REPUBLIKA.CO.ID, Pamor dan kedigjayaan Kesultanan Kejatuhan Kilwa bermula saat tahta sultan-pada masa Dinasti Mahdali jatuh ke tangan menteri-menteri ambisius. Para mereka wazir (menteri) dan emir/amir yang ambisus memainkan peran ‘kingmakers’ dan penguasa de facto.
Mereka sesekali mencoba menyelinapkan diri mereka sendiri atau anggota keluarga mereka pada tahta dalam berkompetisi dengan dinasti kerajaan. Salah satu yang paling berhasil adalah Emir Muhammad Kiwabi, yang memegang jabatan sebagai emir selama dua dekade melewati kepemimpinan beberapa sultan.
Emir Muhammad pernah berkali-kali bermaksud mengangkat putra salah seorang wazir, yang juga keponakannya sendiri, al-Hassan, namun mendapat perlawanan luar biasa dari penduduk Kilwa. Pada akhirnya, ia mengangkat al-Fudail ibn Suleiman, yang berasal dari keluarga dinasti, sebagai sultan.
Al-Fudail-lah sultan terakhir pada masa Dinasti Mahdali, karena ia kemudian dikhianati dan dibunuh oleh seorang emir-nya, Ibrahim ibnu Suleiman. Emir Ibrahim kemudian menyatakan diri sebagai penguasa, bukan sebagai sultan, melainkan sebagai emir yang mengaku menjalankan pemerintahan atau undang-undang atas nama seorang putra sultan dari dinasti kerajaan terdahulu.

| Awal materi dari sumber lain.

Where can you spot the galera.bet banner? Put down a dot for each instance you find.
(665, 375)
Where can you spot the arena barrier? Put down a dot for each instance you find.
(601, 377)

Ibrahim ibnu Suleiman inilah yang mengawali masuknya era Portugis dalam sejarah Kesultanan Kilwa. Kesultanan Kilwa berumur kurang lebih 549 tahun yang terbagi ke dalam tiga dinasti, yakni Dinasti Shirazi (957-1277), Dinasti Mahdali (1277-1495), dan era Portugis (1499-1506) yang diawali oleh perebutan kekuasaan dari Dinasti Mahdali.
Hingga kini, jejak dan peninggalan Kesultanan Kilwa masih tetap ada.